In Culture of Make Believe, the mirror is larger — to the tune of 700 pages — and the reflection even more devastating as Jensen examines “the precise relationship between our economic system and hate.” Leaving childhood stories behind, Jensen turns his considerable intellect to bear on the numerous horrors of our country’s recent history. Although extensively researched, the result is far from a dry recounting of events. Jensen’s special power as a writer is the weaving of fact with the personal details that arrest the heart, even as the mind gropes for explanations.
The book opens with a grisly retelling of the 1918 public murder of Mary Turner, a black woman, in Valdosta, Ga. Turner’s husband was one of 11 black men lynched by a white mob enraged over the killing of a white farmer. Ten of the black men were innocent, including Mary Turner’s husband, but that fact was irrelevant to the angry community. When Mary Turner publicly vowed to seek revenge, or at least justice, for her murdered husband, the upstanding citizens of Valdosta — according to an AP report of the time — “took exception to her remarks as well as her attitude” and gruesomely murdered the eight-months-pregnant woman in a public frenzy of gasoline, stab wounds and bullets.

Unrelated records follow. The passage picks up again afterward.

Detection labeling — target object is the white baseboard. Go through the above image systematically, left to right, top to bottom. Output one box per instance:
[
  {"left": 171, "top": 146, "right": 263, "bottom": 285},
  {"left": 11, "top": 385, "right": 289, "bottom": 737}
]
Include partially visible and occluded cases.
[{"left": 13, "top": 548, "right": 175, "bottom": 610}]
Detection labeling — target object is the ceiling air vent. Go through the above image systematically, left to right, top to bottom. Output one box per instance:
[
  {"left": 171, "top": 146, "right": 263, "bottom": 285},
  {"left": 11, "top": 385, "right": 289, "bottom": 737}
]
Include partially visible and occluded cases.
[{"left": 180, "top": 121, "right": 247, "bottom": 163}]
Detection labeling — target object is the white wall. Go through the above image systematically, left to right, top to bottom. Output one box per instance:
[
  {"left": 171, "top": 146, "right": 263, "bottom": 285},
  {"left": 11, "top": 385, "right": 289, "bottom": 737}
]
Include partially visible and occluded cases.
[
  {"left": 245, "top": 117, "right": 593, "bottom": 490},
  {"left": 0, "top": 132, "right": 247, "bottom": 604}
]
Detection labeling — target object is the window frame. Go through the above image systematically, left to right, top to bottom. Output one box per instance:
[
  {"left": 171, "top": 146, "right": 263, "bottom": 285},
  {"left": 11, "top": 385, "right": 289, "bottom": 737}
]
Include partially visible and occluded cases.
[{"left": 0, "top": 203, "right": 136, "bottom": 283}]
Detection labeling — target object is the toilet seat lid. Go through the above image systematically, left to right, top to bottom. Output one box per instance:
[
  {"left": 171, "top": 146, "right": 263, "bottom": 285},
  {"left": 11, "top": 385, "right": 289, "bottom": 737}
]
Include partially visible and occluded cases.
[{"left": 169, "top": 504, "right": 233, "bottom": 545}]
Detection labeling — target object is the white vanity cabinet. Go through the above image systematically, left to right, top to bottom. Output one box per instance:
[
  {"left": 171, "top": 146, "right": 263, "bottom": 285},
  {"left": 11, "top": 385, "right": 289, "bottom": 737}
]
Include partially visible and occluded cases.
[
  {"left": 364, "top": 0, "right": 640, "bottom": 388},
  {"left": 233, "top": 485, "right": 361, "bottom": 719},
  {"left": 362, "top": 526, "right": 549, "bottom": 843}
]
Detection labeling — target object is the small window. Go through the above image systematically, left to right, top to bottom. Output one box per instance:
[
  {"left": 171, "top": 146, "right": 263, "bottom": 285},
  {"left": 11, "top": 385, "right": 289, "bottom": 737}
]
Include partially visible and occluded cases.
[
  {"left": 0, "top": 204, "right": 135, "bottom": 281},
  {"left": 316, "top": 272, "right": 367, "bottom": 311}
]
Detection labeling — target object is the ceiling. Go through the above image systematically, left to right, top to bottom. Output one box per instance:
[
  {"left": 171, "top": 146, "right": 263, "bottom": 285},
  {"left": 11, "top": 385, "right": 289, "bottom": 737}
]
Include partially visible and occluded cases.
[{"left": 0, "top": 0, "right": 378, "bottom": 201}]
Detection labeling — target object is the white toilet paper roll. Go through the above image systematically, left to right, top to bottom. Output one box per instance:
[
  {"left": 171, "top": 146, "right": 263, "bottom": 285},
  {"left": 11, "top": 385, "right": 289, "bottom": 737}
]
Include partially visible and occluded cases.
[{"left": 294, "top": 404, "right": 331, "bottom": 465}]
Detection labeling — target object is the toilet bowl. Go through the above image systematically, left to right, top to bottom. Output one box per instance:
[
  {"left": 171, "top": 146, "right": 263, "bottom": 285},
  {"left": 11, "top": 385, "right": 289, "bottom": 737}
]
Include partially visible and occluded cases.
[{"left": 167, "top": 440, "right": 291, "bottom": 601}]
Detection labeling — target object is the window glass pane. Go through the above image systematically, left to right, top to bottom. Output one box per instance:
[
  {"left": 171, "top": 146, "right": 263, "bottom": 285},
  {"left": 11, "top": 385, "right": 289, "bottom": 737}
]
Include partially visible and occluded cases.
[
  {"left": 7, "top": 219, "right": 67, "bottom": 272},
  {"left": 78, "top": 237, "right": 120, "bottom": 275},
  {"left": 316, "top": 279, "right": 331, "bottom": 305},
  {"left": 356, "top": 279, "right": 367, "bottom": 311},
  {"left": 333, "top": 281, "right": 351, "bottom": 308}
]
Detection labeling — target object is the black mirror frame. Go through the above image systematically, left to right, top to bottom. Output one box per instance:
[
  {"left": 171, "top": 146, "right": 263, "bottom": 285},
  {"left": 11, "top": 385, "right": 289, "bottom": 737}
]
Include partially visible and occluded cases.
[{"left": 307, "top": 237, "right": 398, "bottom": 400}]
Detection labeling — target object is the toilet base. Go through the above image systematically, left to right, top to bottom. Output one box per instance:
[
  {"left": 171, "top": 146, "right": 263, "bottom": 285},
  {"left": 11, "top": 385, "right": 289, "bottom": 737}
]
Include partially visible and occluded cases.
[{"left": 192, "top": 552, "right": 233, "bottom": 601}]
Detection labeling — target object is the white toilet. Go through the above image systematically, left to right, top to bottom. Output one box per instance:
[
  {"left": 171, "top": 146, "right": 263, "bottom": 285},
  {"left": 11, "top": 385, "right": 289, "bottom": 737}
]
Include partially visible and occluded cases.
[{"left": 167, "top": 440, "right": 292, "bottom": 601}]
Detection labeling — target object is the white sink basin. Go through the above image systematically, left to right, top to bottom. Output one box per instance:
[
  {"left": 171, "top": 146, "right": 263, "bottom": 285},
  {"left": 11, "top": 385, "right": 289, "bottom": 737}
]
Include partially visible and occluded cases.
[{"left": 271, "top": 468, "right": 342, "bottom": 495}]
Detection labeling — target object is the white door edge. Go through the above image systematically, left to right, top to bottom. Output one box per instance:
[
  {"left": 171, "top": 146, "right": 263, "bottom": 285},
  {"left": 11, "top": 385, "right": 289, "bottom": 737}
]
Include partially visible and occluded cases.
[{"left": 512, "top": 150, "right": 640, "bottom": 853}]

Before letting the reader leave this event, Jensen describes a similar murder, of a young Colombian woman by a South American death squad last year. Thus begins an in-depth exploration into the workings of hate.
Jensen does not write for shock value or for shame. Yes, he renders grievous scenes — some from our past and many from our present — in disturbing detail. But it’s what comes next that matters. Jensen explores where we as ordinary Americans appear in these events. What is our involvement?
The answer is foreshadowed in the quote by Primo Levi which opens the first chapter: “Monsters exist, but they are too few in number to be truly dangerous. More dangerous are the common men, the functionaries ready to believe and to act without asking questions.” Jensen asks deeper questions than most dare to do, and the answers are profoundly disturbing. By the end of the book, it’s impossible to deny that we sustain the corporate culture of greed that creates such horrors as the 8,000 people dead in the Union Carbide disaster in India, slavery, the decimation of Native Americans, poor people battling one another to work in jobs that will kill them, and the ongoing destruction of the very ecosystem which keeps us all alive.
We find ourselves the unquestioning foot soldiers in a dirty war called “progress,” “civilization,” “development” — everything except what it is: warfare against life itself. Culture of Make Believe reveals that our economic and social systems carry hate at their very core — and require hate in order to function.
Civilization, as we have lived it so far, will inevitably yield more of the same in the future — it’s the very nature of the beast. How does one recommend, in the strongest possible terms, a book as unsettling as Culture of Make Believe?
Jensen answers in his introduction: “If we wish to stop the atrocities we will need to understand and change the social and economic conditions that cause them. This book is a weapon … it is a knife that cuts through the ropes that bind us to our ways of perceiving and being in the world. It is a match, to light a fuse.” We can choose to look away, to make believe the connections Jensen describes don’t exist. Or we can take a hard look, take a deep breath, and begin to change our world.